Stewart keen to live up to family legacy as European Championships set to kick off
Before Elliot Stewart was old enough to know what a hip-throw was his dad Dennis was busy tossing around the world’s best on his way to an Olympic bronze medal in judo at Seoul 1988.
Stewart was just six-months old at the time but, in many ways, his future was already mapped out.
When Dennis Stewart returned from South Korea he opened a judo club and Elliot grew up with the Olympic Games at the forefront of his mind.
“It was hectic for my Dad. I was born in February and then he had the Games in August but he managed it,” said Stewart.
“I’ve had judo around me for my whole life and, for as long as I can remember, I would say I wanted to go to the Olympics without really knowing how big it was.
“I knew dad had won an Olympic medal but I didn’t know how big of a deal it was. It was only when I started competition and learned about the Olympics that I realised how big of a feat it was.”
For some the pressure of living up to the high standards that had come before would have been too much but for Stewart and his brother Max, there was never a sense of being overshadowed by their father’s accomplishments.
“There’s internal pressure to live up to that in terms of family competition but there’s no real pressure it’s just something to aim for that me and my brother always shoot for,” he added.
“But it’s never a case of trying to beat what dad did it’s just a case of always training hard and working hard.
“Having my dad there set that goal in my mind, I was born into it so it’s always been there. It gives me that drive, the kick and the push to train hard every time I step on that mat.”
Stewart’s judo journey has already afforded him the opportunity to see the world having moved to Hong Kong at 20.
But the lure of the Olympics brought him back to the UK and full-time training until his eyesight began to deteriorate less than two years ago.
That deterioration became rapid and soon he was unable to drive and was diagnosed with Keratoconus – a thinning of the cornea causing a cone-shaped bulge.
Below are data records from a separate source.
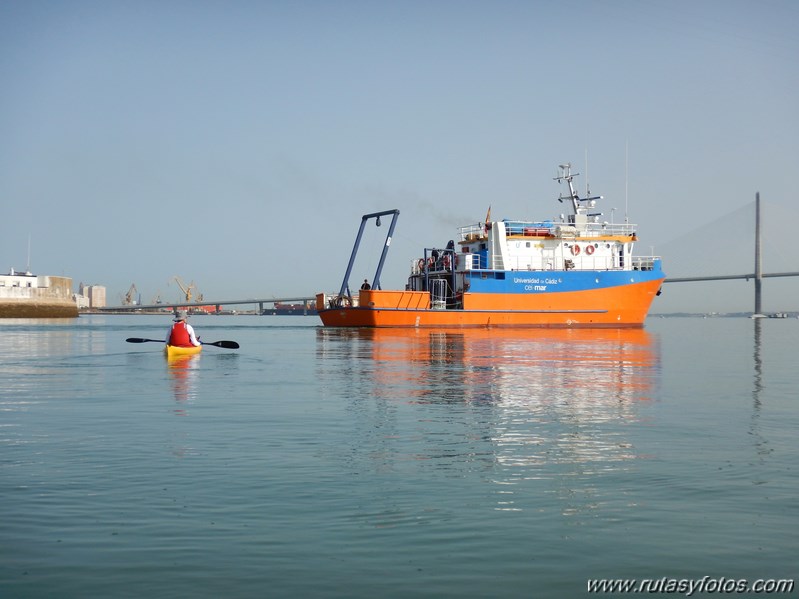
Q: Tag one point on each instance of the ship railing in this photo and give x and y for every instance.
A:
(607, 230)
(524, 263)
(645, 262)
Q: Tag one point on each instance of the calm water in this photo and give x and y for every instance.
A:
(323, 463)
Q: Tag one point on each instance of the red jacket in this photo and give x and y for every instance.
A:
(180, 336)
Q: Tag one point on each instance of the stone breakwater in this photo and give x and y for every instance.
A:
(46, 297)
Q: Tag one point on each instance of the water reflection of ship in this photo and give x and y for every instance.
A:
(528, 404)
(507, 367)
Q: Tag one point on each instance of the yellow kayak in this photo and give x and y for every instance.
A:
(173, 350)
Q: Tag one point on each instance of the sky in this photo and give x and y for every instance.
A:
(237, 144)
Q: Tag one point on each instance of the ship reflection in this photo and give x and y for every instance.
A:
(551, 405)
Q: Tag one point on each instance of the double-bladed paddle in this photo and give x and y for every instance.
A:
(225, 344)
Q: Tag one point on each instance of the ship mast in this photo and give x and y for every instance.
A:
(580, 205)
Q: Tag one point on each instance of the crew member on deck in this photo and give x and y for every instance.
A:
(181, 333)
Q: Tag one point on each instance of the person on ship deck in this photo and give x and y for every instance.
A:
(181, 333)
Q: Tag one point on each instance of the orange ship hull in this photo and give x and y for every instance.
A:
(618, 307)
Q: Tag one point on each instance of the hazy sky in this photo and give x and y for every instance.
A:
(237, 144)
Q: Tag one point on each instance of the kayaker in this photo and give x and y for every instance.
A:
(181, 333)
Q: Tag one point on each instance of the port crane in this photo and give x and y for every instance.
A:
(130, 296)
(186, 289)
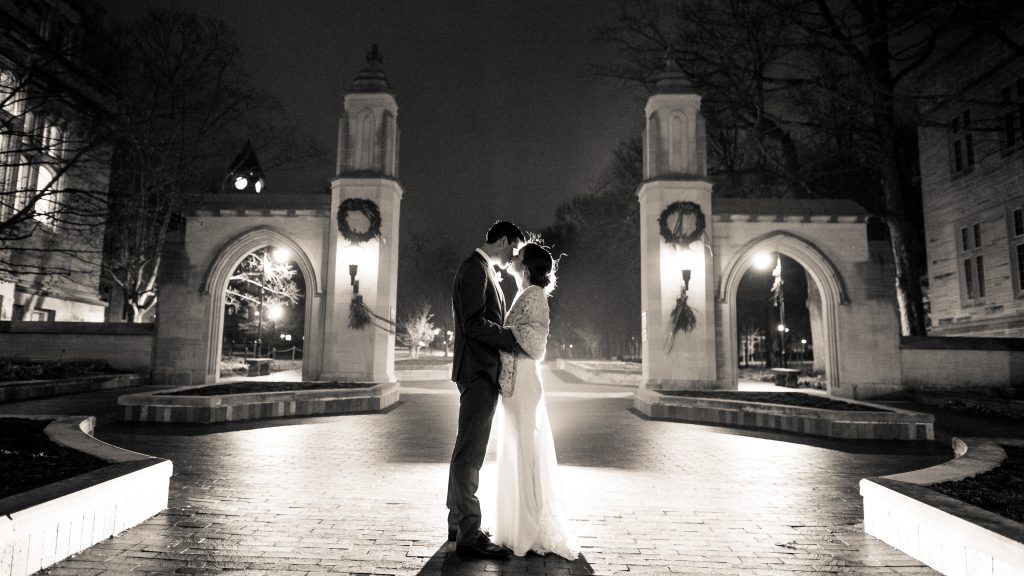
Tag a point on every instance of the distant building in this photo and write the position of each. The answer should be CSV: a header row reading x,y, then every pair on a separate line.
x,y
972,167
53,176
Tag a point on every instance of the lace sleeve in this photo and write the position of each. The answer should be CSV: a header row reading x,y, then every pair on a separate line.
x,y
531,322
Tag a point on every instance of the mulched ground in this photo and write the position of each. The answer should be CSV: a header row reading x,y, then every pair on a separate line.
x,y
783,398
258,386
422,362
13,371
29,459
999,491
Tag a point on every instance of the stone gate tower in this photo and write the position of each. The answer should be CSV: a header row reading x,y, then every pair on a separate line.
x,y
364,241
675,236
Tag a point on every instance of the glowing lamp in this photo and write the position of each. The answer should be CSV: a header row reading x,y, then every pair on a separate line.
x,y
281,255
764,260
353,255
686,260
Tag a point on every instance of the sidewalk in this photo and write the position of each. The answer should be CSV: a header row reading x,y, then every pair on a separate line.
x,y
365,494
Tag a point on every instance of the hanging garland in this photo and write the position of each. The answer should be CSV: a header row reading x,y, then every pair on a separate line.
x,y
673,233
359,316
671,225
369,210
683,320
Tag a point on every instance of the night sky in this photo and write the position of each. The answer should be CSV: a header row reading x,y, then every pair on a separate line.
x,y
501,115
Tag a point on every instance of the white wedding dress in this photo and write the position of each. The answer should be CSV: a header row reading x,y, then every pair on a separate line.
x,y
528,512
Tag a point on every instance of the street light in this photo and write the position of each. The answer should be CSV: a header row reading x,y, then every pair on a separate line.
x,y
764,261
353,255
685,259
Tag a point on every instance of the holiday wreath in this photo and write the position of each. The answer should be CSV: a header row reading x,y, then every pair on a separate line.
x,y
361,209
672,223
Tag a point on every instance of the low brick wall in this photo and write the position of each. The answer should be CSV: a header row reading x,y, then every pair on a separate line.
x,y
41,527
889,424
950,536
126,347
942,363
24,389
148,407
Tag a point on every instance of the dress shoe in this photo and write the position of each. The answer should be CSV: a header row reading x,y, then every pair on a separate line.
x,y
482,547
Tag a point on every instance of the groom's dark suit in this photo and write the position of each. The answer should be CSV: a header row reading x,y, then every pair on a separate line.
x,y
479,316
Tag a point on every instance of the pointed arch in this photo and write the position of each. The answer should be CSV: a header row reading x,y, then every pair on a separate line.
x,y
228,257
819,269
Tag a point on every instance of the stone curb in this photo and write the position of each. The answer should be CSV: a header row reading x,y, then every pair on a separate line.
x,y
25,389
892,423
43,526
597,375
948,535
151,407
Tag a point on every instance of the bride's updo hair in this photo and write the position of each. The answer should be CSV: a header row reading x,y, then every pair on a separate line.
x,y
542,265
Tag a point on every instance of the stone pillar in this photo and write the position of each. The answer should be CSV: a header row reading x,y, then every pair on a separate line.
x,y
676,191
367,173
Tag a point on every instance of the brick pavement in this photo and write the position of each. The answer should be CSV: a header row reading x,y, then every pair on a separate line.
x,y
365,494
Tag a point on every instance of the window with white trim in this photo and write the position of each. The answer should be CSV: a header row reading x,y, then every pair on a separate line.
x,y
961,144
972,264
1015,222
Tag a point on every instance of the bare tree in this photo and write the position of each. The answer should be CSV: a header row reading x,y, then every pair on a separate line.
x,y
418,329
821,93
184,104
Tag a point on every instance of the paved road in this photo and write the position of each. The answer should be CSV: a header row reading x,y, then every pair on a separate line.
x,y
365,494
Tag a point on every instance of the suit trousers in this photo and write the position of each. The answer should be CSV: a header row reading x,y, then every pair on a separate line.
x,y
477,402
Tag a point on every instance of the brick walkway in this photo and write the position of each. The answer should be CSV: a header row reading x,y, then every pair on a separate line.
x,y
365,494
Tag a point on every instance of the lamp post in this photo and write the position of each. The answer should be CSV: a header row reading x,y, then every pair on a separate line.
x,y
685,259
763,261
778,296
353,254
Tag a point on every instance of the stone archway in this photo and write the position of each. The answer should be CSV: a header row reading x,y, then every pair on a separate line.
x,y
819,270
215,283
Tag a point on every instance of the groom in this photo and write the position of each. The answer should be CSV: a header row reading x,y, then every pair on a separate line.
x,y
479,332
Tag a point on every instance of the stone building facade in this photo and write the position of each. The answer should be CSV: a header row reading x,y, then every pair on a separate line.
x,y
53,175
972,167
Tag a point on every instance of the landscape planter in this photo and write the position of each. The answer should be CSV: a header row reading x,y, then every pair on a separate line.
x,y
162,407
43,526
25,389
885,423
950,536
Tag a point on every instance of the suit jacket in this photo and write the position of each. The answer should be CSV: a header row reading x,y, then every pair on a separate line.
x,y
479,317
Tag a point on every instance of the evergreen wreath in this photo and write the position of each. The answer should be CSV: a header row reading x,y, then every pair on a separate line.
x,y
369,209
675,234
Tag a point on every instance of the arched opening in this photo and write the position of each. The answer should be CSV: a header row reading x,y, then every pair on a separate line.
x,y
824,286
216,283
778,315
264,318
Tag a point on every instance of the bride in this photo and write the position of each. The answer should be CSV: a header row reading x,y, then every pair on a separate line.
x,y
528,515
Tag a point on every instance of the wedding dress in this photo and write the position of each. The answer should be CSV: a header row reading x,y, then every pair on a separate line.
x,y
528,512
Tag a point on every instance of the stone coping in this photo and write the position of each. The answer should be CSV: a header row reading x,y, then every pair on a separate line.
x,y
593,373
161,407
890,423
43,526
949,535
24,389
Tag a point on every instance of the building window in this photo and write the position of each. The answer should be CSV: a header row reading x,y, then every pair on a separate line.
x,y
1010,119
1016,235
961,144
972,264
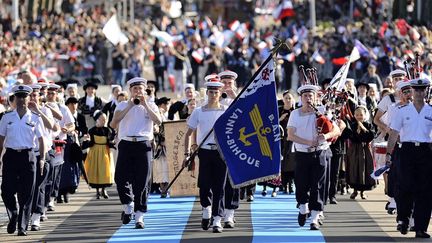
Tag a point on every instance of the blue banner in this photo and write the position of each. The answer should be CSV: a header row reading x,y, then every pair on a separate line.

“When I came back from Hong Kong I settled down and started teaching judo in schools. Two years ago, my vision was fine, I had no issues whatsoever,” Stewart explained.
“I had to wear glasses for the first time 18 months ago and then every two months I had to change the prescription in my glasses and it was getting worse.
“It was noticeably different and then in January this year they told me that my vision was that bad that I couldn’t drive which was a big upset for me because it meant I couldn’t work anymore.
“It was a big blow to me and my family. I had just started my third year of Uni as well and it affected all of that because I couldn’t read anymore.
“From the January to the March the condition progressed quite rapidly and I lost quite a lot of vision in those months. It affected everything.”
While Stewart’s livelihood had gone judo remained and, with the support of British Judo, he was given a lifeline.
“One of the coaches at British Judo got wind of it and told me that I could do V.I Judo. So the optician signed the letter and I was classified as B3 so I was able to fight and I started full time training again.
“It was a silver lining. It was something that I could hold on to. It was something that I have always done and my life revolved around it.
“I had everything taken away from me and to have judo still there was the only thing going for me along with family.”
With the IBSA European Championships kicking off this weekend in Walsall, Stewart says he is still getting to grips with V.I judo but admits thoughts of Tokyo 2020 have been creeping into his mind.
“When I started training in April I was just finding my feet and getting back on the mat. Then they told me about the Europeans so I’ve been focussed on that.
“But as the weeks have gone by the Paralympics have been on my mind. Tokyo would be 32 years after my Dad won a medal so it would be special to get there and have my family come out to support me.
“They took it quite hard but they were there for me and there was a lot to do to get me through it but they were there every step of the way.
“My brother will be in the running for the Olympic Games so if both of us went it would be really special for my family.”
And what about keeping the Stewart family legacy going?
“My kids are six, five and one so the two older girls both do judo now and they love it so watch out, maybe there’s another generation coming!”